The cap doesn't say anything about which physical CPUs a particular
VCPU will run on. It just defines a total amount of CPU time that a
domain will be able to consume.
> 3. Is there any way to set a cap so that an SMP domU running on an SMP
> host can be capped but still run its VCPUs concurrently. In other words,
> for example, suppose I have a 4-way host and build a domU with 4 VCPUs. I
> might want to cap its use on any one real CPU to say %25 but when the domU
> runs, still allow it to run on all 4 real CPUs simultaneously. Not sure
> the cap semantics allow for this.
No. Setting the cap is not a way to setup strict gang scheduling.
The new scheduler will run all VCPUs of a domain at the same speed,
meaning that they will each receive the same amount of CPU time.
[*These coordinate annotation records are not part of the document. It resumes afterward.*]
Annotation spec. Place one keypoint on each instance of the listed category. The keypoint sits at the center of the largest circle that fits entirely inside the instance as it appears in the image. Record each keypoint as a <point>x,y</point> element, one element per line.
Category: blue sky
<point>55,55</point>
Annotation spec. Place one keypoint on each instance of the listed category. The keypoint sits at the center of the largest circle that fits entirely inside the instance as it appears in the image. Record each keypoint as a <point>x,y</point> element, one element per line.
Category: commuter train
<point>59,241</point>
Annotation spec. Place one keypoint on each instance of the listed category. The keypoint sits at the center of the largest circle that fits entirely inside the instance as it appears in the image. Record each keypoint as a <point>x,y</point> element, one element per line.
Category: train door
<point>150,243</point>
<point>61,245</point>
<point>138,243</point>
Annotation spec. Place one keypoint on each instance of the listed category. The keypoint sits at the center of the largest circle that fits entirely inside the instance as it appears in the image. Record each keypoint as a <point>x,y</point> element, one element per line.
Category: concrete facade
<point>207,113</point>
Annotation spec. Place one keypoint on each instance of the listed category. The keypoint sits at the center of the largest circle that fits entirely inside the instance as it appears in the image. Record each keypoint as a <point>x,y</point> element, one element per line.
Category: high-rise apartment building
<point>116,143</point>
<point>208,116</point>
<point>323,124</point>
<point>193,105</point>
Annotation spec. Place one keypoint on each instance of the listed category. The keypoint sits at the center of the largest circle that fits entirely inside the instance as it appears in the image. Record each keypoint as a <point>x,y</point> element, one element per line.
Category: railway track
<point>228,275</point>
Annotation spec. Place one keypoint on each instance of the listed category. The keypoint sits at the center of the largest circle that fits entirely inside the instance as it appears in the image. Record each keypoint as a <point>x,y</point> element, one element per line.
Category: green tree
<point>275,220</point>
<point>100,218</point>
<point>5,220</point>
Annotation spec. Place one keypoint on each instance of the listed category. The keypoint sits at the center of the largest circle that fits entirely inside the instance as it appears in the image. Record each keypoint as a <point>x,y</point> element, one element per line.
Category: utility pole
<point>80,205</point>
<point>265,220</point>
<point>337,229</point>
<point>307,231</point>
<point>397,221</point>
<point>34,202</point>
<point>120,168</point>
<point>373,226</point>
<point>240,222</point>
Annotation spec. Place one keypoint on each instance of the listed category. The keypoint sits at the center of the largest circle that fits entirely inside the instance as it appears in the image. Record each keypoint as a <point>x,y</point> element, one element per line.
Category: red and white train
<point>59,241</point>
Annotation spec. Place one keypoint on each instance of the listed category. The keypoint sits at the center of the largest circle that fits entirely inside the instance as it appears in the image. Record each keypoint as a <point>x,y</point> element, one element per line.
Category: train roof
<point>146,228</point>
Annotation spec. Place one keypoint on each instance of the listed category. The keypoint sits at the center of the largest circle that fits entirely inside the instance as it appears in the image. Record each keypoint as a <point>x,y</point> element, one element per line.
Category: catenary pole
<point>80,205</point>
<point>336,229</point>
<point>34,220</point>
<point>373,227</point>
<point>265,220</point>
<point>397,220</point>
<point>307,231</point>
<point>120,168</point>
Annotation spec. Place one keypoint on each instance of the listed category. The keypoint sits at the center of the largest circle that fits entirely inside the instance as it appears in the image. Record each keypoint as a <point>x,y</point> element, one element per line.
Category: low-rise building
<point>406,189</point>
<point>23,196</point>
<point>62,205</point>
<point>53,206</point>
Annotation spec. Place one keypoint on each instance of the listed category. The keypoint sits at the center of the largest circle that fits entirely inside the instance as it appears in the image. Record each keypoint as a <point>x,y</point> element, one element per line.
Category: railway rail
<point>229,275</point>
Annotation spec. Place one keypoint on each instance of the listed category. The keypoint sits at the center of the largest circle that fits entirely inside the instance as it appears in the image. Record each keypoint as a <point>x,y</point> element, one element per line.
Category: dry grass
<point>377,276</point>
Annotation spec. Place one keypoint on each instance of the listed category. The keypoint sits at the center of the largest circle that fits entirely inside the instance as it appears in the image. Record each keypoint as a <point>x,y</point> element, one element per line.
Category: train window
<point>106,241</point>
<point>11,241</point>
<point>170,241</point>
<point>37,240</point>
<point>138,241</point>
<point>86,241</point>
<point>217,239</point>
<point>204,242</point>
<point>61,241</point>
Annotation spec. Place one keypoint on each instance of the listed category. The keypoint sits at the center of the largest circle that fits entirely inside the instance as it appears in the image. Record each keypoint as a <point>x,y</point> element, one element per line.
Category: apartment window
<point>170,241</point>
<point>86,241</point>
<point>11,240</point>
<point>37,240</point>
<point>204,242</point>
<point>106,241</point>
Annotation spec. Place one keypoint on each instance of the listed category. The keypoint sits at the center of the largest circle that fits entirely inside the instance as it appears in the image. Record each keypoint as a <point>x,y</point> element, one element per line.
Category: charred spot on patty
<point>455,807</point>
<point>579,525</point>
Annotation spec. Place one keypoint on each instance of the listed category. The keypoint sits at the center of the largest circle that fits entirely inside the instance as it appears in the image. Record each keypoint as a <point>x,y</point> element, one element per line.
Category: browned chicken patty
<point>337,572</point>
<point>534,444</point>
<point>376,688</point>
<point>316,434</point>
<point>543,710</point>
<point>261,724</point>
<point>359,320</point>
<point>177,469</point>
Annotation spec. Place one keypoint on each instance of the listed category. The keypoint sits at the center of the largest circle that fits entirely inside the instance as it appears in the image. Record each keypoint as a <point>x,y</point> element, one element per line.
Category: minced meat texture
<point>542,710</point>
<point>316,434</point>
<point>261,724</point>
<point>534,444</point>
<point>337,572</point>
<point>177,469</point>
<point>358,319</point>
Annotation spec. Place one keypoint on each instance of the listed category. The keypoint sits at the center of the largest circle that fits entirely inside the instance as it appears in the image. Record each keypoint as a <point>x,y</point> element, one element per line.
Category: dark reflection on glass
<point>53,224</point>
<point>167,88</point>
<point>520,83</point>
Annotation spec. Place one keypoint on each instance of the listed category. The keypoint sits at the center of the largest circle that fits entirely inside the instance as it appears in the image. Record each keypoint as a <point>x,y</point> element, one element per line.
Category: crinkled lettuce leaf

However, there is no guarantee that they will all be run in a
strict gang.
> 4. When running an SMP domU on a real SMP, does the scheduler attempt to
> run all VCPUs concurrently (gang scheduling?). Not sure what the
> performance would be, particularly if the domU OS uses spin locks if VPUs
> are not scheduled concurrently.
Again, no. While scheduling a guest's VCPUs concurrently is in
theory preferable for reasons such as spinlocks, experience shows
that normal SMP guest workloads do quite well when their VCPUs
are not strictly gang scheduled. In fact, enforcing strict gang
scheduling is totally inefficient.
A better alternative to gang scheduling is to "fold" a guest. For
example, instead of gang scheduling 4 VCPUs 25% of the time on 4
physical CPUs, you'd be better off running the guest 100% of the
time on 1 physical CPU. This way, you avoid cache trashing and
context switch overheads. To make this work well though, you need
to avoid potential spinlock and other concurrency costs. This can
be done by offline 3 VCPUs of your guest using the CPU hotplug
mechanism.
There are very few cases where strict gang scheduling is necessary.
The only case I've seen is in real time applications where you need
to frequently poll the real world and quickly compute an adjustement
(like a shuttle docking with a space station for example). Here,
there is a latency requirement between the poll and adjustement
operations. Computing the adjustement in parallel on multiple CPUs
increases its precision.
Argueably, such cases are rare and are better solved by dedicating
actual physical resources to applications. If we're going to tackle
these types of problems in Xen, we should design a reservation based
system that works side by side with the work-conserving CPU scheduler.